In order to detect signs of past or present life on Mars - if it is in fact true that we’re related - then a promising strategy would be to search for DNA or RNA, and specifically for particular sequences of these molecules that are nearly universal in all forms of terrestrial life.
That’s the strategy being pursued by MIT research scientist Christopher Carr and postdoctoral associate Clarissa Lui, working with Maria Zuber, head of MIT’s Department of Earth, Atmospheric and Planetary Sciences (EAPS), and Gary Ruvkun, a molecular biologist at the Massachusetts General Hospital and Harvard University, who came up with the instrument concept and put together the initial team.
Lui presented a summary of their proposed instrument, called the Search for Extra-Terrestrial Genomes (SETG), at the IEEE Aerospace Conference this month in Big Sky, Montana.
The idea is based on several facts that have now been well established. First, in the early days of the solar system, the climates on Mars and the Earth were much more similar than they are now, so life that took hold on one planet could presumably have survived on the other.
Second, an estimated one billion tons of rock have traveled from Mars to Earth, blasted loose by asteroid impacts and then traveling through interplanetary space before striking Earth’s surface.
Third, microbes have been shown to be capable of surviving the initial shock of such an impact, and there is some evidence they could also survive the thousands of years of transit through space before arriving at another planet.
So the various steps needed for life to have started on one planet and spread to another are all plausible. Additionally, orbital dynamics show that it’s about 100 times easier for rocks to travel from Mars to Earth than the other way. So if life got started there first, microbes could have been carried here and we might all be its descendants.

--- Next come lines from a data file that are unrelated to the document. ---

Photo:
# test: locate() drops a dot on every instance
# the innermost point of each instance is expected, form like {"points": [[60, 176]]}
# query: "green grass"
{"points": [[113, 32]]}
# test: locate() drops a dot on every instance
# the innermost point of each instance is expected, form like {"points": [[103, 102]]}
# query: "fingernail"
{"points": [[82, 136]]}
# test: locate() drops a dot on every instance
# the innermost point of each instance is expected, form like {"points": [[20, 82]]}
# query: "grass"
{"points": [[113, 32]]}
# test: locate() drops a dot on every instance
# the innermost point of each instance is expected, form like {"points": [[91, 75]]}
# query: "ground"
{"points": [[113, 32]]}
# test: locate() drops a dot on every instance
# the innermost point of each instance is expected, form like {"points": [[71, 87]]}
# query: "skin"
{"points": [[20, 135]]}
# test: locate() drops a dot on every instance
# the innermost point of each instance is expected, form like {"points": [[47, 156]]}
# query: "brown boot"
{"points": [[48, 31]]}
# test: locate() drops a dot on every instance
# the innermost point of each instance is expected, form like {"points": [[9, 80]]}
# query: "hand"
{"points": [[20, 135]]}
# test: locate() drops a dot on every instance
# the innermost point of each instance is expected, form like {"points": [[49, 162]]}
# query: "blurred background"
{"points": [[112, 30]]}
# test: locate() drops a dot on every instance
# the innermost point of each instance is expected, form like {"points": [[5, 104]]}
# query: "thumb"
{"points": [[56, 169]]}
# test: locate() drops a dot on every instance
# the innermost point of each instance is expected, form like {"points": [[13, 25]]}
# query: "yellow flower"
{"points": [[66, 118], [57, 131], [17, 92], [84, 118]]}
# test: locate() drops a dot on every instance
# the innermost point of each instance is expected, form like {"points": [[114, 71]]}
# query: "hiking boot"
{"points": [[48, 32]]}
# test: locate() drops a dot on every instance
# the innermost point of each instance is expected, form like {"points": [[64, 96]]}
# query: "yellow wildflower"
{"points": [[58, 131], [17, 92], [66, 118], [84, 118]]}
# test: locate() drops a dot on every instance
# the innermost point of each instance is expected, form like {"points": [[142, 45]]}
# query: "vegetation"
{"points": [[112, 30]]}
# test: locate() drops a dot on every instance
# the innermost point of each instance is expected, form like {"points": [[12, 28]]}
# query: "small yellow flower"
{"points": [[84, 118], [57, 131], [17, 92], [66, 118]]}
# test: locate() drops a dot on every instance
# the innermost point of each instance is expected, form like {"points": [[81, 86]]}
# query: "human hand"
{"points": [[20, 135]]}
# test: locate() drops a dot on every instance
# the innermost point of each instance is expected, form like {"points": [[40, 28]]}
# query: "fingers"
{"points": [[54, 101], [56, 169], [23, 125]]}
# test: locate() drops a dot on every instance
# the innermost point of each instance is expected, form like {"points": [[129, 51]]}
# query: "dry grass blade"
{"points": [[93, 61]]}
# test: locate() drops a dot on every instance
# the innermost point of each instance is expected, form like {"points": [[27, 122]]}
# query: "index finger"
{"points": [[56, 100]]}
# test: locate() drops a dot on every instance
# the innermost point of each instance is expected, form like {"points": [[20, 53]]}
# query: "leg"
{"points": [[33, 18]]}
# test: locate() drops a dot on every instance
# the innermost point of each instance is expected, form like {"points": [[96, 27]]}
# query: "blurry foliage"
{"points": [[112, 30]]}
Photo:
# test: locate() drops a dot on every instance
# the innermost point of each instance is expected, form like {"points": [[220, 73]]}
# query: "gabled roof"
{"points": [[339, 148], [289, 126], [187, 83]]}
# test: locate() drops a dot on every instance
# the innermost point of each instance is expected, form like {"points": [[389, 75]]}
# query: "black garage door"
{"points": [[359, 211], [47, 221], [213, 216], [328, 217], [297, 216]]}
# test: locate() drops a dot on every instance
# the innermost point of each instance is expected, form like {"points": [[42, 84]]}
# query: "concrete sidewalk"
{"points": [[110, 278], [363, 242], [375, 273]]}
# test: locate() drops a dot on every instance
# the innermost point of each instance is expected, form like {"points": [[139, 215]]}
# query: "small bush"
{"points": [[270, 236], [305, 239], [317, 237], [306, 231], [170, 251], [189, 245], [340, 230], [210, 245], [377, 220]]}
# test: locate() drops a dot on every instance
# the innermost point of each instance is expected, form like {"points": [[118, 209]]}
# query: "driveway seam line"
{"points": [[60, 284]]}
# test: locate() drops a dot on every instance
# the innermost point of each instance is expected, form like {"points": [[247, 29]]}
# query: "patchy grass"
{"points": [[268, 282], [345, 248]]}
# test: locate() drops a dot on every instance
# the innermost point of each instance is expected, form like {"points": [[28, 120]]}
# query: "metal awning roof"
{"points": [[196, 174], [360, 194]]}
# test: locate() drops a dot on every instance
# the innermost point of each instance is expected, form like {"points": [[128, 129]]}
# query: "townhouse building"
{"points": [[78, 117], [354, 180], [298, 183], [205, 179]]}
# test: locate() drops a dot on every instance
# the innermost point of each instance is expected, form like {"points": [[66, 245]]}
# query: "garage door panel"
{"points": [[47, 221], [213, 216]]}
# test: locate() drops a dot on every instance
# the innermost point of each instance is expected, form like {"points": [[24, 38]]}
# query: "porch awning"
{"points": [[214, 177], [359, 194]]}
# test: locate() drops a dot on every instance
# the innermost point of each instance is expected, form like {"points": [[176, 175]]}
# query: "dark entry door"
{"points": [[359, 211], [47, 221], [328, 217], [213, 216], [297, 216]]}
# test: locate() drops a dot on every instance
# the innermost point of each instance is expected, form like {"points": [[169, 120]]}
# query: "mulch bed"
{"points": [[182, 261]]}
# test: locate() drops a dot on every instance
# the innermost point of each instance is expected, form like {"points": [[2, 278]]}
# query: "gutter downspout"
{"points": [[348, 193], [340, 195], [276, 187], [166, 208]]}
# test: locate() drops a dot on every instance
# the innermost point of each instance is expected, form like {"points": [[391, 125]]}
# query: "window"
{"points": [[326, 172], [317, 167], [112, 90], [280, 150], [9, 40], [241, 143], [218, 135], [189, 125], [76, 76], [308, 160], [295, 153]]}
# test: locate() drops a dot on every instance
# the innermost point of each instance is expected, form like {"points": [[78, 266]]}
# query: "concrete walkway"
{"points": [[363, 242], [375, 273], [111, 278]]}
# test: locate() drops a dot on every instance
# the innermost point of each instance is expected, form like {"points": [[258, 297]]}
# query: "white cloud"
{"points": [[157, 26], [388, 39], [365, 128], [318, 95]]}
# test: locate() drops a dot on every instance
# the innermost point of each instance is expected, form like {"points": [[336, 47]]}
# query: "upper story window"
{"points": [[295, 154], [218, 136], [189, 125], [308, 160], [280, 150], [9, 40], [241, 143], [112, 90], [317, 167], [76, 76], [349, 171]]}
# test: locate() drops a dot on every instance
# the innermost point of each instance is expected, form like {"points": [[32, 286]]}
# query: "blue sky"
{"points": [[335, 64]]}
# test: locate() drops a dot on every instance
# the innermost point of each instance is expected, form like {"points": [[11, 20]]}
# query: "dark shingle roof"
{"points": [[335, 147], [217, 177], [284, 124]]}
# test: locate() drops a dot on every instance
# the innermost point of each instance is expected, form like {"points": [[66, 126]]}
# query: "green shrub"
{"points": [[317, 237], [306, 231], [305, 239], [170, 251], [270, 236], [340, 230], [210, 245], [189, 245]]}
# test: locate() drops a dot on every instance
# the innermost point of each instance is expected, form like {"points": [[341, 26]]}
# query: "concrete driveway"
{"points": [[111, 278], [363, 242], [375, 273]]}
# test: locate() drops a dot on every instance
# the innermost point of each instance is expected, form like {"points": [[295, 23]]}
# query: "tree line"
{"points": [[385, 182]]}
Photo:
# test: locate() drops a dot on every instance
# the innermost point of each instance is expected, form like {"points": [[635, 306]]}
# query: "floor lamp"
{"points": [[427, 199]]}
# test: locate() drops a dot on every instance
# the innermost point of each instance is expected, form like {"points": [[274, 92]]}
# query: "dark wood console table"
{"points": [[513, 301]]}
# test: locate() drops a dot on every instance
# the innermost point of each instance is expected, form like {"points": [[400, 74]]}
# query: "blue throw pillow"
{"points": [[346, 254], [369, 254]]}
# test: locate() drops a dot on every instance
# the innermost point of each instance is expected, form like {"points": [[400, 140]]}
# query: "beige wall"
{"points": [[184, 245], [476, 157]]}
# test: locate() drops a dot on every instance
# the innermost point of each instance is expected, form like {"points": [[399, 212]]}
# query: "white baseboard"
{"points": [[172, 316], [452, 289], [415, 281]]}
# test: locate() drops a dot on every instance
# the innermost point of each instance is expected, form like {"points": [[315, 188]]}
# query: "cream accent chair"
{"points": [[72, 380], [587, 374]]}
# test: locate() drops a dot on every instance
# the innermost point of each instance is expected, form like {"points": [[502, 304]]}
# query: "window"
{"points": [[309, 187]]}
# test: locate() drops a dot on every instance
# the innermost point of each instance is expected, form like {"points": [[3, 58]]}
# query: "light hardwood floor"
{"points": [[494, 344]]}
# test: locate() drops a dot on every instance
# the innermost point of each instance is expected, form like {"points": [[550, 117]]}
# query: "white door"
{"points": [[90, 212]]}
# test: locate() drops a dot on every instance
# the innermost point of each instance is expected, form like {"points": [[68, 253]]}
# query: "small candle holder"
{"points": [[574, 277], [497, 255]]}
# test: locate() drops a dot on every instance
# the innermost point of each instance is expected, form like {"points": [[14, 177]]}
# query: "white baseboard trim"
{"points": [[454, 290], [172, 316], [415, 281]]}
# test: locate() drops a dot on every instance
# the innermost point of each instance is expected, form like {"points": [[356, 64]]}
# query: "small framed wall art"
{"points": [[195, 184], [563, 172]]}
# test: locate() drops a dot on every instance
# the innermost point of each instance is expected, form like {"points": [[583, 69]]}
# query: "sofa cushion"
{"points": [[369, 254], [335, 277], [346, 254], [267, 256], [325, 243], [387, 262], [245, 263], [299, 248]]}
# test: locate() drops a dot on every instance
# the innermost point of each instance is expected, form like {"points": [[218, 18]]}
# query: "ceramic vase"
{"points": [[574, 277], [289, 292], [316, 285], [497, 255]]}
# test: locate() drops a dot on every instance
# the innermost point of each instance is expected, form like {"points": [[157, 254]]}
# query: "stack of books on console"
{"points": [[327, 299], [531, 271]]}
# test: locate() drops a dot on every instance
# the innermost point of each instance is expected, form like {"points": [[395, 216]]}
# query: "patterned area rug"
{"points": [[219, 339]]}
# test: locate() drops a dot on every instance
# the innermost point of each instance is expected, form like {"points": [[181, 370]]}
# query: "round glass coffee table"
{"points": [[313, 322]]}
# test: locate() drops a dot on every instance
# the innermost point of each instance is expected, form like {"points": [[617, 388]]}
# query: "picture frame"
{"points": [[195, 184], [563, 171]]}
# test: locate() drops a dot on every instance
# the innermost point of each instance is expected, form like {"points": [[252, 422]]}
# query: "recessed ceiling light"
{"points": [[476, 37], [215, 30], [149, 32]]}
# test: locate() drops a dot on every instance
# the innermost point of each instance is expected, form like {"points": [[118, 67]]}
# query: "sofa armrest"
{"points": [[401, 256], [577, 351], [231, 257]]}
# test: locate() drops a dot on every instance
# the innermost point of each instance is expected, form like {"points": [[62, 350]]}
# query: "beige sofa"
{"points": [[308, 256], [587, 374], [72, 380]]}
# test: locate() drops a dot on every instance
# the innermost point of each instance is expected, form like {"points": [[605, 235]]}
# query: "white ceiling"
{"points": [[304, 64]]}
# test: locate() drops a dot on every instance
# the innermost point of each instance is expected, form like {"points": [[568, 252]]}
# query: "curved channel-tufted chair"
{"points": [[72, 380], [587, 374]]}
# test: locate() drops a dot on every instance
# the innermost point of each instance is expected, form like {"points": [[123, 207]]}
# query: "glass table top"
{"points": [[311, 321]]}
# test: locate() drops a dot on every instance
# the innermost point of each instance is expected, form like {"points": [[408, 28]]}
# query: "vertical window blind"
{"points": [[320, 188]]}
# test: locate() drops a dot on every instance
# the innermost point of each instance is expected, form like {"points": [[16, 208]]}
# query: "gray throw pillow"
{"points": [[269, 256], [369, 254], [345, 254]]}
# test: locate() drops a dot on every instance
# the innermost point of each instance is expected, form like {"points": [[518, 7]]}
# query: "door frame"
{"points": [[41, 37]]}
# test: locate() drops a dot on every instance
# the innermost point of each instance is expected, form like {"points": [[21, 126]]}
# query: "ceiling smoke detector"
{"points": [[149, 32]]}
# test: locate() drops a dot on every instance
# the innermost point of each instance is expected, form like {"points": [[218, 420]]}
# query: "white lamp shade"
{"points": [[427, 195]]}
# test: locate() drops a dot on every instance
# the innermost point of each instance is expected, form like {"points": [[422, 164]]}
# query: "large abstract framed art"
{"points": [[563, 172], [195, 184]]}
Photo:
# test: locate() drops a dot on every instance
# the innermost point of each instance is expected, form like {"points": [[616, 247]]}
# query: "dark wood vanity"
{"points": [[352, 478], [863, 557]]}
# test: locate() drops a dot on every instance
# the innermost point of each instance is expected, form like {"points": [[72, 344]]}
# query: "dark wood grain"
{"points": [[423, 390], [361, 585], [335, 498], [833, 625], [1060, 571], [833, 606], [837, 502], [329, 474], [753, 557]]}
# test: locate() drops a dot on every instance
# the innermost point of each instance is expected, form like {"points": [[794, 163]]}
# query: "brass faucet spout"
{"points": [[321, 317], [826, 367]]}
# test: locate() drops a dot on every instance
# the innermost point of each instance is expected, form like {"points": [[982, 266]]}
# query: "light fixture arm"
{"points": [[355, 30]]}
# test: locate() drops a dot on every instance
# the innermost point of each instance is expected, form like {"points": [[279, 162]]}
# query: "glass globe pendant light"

If we are descendants from Mars, there might be important lessons to be learned about our own biological origins by studying biochemistry on our neighbor planet, where biological traces erased long ago here on Earth might have been preserved in the Martian deep freeze.
The MIT researchers’ device would take samples of Martian soil and isolate any living microbes that might be present, or microbial remnants (which can be preserved for about up to a million years and still contain viable DNA), and separate out the genetic material in order to use standard biochemical techniques to analyze their genetic sequences.
“It’s a long shot,” Carr concedes, “but if we go to Mars and find life that’s related to us, we could have originated on Mars. Or if it started here, it could have been transferred to Mars.” Either way, “we could be related to life on Mars. So we should at least be looking for life on Mars that’s related to us.”